A joint initiative of the IMISCOE Standing Committee Reflexivities in Migration Studies and the nccr – on the move
Research about migration has historically been shaped and dominated by a Western, state- and immigration-centred perspective. An early challenge of this perspective was Wimmer’s and Glick Schiller’s article ‘Methodological Nationalism and Beyond: Nation-State Building, Migration and the Social Science’, published twenty years ago in 2002. The diverse debates address not only methodological nationalism but also other problematic features (e.g. the ‘ethnic lens’) that frame mobile humans as problematic and migration as exceptional. A growing number of scholars furthermore criticize the geopolitics of knowledge production in Migration Studies, for example by examining the researchers’ positionalities or exposing the colourblindness or postcoloniality of migration research in Europe.
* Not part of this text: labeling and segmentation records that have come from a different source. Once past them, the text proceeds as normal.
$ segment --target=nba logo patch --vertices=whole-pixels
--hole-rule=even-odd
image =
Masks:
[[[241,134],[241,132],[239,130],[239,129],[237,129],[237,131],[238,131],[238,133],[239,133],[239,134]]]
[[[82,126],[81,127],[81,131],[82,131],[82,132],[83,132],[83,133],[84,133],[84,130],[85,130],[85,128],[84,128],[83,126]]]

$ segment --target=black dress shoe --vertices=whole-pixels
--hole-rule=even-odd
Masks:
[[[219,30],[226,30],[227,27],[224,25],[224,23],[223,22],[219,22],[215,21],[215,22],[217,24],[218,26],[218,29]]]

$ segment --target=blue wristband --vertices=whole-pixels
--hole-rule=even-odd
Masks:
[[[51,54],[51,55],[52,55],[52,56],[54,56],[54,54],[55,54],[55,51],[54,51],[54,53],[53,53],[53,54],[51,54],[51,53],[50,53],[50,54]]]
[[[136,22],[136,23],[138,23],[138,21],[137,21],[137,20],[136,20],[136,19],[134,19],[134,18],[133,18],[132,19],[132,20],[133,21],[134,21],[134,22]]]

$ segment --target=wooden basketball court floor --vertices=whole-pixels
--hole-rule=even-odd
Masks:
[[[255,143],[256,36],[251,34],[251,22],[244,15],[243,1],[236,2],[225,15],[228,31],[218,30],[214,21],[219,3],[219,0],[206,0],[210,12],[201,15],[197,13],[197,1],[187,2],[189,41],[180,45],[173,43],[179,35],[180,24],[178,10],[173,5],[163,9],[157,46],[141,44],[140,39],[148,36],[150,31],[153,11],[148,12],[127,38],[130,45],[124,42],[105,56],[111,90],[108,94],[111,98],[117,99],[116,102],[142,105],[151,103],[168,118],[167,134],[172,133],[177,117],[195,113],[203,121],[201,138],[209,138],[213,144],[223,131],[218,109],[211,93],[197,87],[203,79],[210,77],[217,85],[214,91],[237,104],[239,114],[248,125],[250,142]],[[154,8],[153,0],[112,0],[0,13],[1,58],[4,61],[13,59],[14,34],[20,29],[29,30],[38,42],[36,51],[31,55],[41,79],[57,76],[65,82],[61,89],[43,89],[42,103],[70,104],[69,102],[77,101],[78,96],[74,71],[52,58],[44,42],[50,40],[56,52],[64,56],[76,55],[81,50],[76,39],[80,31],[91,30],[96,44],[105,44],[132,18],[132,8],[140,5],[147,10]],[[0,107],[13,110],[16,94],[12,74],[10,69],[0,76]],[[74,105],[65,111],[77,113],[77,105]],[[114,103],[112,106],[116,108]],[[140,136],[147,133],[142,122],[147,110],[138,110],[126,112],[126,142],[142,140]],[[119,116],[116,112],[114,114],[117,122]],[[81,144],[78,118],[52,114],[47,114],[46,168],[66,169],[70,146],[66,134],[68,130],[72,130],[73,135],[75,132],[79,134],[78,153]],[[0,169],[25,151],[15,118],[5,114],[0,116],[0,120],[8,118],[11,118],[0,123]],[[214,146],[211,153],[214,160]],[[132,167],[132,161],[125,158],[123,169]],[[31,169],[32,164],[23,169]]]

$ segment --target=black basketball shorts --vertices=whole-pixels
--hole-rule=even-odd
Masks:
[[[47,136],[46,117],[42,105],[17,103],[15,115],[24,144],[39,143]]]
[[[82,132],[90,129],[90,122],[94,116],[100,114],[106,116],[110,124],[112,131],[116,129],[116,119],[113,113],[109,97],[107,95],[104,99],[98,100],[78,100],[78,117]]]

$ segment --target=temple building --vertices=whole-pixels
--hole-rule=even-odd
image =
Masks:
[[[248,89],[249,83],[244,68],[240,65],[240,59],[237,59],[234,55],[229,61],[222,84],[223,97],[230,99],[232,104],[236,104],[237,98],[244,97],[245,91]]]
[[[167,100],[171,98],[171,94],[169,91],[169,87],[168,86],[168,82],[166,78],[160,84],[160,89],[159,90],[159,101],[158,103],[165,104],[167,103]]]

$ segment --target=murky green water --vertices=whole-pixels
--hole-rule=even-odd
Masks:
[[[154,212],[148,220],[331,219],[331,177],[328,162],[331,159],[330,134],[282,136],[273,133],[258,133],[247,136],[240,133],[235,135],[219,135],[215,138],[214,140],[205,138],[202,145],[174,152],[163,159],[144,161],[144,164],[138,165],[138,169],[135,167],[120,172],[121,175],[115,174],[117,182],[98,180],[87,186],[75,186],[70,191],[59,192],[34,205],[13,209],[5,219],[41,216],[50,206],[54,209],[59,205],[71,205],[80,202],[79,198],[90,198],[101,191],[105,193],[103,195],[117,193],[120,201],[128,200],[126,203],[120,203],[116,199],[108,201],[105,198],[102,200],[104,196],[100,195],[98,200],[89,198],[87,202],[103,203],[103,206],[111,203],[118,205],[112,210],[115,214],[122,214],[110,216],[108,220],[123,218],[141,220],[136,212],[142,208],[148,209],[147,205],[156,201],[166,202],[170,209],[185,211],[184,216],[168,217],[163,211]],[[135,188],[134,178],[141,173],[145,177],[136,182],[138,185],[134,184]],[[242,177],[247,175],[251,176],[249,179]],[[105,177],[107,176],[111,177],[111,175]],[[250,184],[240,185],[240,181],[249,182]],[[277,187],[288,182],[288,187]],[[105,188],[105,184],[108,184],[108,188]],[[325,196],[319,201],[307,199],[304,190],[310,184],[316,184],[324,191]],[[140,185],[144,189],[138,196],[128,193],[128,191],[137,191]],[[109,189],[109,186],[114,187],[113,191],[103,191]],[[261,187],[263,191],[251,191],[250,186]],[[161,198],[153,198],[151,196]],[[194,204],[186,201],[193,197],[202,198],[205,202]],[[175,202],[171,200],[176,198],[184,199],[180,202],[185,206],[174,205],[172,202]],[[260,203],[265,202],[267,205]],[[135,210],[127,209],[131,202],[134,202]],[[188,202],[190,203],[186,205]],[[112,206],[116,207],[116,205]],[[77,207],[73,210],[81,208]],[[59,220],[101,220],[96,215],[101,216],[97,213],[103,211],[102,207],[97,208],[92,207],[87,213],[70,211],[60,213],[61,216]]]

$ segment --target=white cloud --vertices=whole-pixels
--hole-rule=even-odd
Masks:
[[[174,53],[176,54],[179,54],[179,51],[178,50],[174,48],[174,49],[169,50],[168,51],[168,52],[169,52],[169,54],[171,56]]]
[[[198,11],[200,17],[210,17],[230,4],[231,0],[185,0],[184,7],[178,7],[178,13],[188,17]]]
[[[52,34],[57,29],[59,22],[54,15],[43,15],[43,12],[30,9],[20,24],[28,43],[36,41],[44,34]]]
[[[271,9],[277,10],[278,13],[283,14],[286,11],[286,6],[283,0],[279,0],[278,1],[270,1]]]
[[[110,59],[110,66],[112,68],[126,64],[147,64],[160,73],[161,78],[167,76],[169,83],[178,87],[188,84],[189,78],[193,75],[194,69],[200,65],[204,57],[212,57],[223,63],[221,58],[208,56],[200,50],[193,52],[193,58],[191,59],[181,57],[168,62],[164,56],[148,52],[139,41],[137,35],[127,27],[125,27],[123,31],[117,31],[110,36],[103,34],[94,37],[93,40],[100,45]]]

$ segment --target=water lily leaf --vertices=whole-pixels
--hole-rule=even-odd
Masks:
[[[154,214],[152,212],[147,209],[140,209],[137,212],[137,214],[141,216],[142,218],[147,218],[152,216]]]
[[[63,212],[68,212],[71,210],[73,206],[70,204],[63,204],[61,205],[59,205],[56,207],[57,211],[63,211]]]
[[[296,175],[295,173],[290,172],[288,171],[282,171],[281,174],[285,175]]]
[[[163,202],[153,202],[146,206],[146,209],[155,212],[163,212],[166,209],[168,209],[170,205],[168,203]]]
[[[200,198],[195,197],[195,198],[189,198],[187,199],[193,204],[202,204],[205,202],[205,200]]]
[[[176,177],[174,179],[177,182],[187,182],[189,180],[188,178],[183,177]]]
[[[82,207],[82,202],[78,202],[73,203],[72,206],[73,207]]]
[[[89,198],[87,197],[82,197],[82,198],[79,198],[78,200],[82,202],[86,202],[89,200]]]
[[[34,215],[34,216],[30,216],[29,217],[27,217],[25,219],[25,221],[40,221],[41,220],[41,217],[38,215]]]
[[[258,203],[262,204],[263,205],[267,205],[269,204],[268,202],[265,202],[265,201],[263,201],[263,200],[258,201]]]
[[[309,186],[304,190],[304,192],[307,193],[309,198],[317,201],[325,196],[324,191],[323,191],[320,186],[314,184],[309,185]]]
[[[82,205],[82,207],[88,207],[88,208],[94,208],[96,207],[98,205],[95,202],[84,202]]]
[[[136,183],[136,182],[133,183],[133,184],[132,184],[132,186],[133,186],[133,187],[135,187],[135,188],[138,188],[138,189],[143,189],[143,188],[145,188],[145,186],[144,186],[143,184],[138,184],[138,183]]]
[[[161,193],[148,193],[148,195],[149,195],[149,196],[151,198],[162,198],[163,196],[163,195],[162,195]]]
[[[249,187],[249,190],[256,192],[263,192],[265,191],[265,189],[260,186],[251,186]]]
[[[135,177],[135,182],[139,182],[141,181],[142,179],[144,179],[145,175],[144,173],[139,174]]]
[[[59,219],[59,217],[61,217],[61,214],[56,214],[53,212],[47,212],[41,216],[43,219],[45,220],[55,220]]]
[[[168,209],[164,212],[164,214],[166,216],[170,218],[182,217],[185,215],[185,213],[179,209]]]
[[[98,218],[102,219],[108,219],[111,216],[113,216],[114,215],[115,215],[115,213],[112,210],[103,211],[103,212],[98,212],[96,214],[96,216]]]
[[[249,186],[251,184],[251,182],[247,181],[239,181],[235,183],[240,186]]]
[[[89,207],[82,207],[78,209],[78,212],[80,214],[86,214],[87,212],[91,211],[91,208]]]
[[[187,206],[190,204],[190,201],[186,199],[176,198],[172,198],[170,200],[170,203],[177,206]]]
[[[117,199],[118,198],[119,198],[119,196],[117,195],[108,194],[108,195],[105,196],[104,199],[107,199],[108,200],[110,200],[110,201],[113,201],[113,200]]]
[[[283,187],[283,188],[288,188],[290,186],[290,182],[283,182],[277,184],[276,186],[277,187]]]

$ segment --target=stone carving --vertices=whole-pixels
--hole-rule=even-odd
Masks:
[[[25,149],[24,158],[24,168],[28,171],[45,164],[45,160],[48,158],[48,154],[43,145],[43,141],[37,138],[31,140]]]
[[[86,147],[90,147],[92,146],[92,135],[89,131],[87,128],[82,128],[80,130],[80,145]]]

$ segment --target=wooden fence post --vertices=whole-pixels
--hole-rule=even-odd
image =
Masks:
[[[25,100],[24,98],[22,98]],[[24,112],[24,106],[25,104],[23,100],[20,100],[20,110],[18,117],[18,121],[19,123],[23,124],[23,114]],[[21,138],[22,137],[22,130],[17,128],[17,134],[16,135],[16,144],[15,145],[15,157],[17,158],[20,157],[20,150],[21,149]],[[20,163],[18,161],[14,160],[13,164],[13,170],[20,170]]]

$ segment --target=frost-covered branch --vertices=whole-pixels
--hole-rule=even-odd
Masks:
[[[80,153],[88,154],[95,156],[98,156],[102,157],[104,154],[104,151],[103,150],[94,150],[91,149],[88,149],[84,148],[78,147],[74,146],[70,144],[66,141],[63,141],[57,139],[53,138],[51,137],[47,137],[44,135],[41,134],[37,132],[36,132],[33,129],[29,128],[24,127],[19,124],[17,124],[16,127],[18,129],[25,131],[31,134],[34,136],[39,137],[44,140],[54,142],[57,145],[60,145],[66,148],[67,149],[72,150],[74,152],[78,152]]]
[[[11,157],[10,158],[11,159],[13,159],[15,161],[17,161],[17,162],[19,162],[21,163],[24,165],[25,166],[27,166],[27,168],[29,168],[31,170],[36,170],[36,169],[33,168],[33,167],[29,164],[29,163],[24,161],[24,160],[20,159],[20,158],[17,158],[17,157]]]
In order not to reproduce essentialist views and hegemonic power relations, reflexive migration researchers have proposed participatory methods. Contributions to this series may address the development of the field at large, zoom in on specific conceptual debates or methodological approaches, or reflect on individual experiences. Blog posts could also examine the impact of reflexive migration studies on certain disciplines or discuss the operationalization of the rather theoretical ‘reflexive’ considerations in qualitative or quantitative research. Equally welcome are contributions challenging certain assumptions widely shared in ‘critical’ / ‘reflexive’ approaches to migration and mobility, or that raise hitherto little considered issues.
The deadline for submissions is 27 February 2022.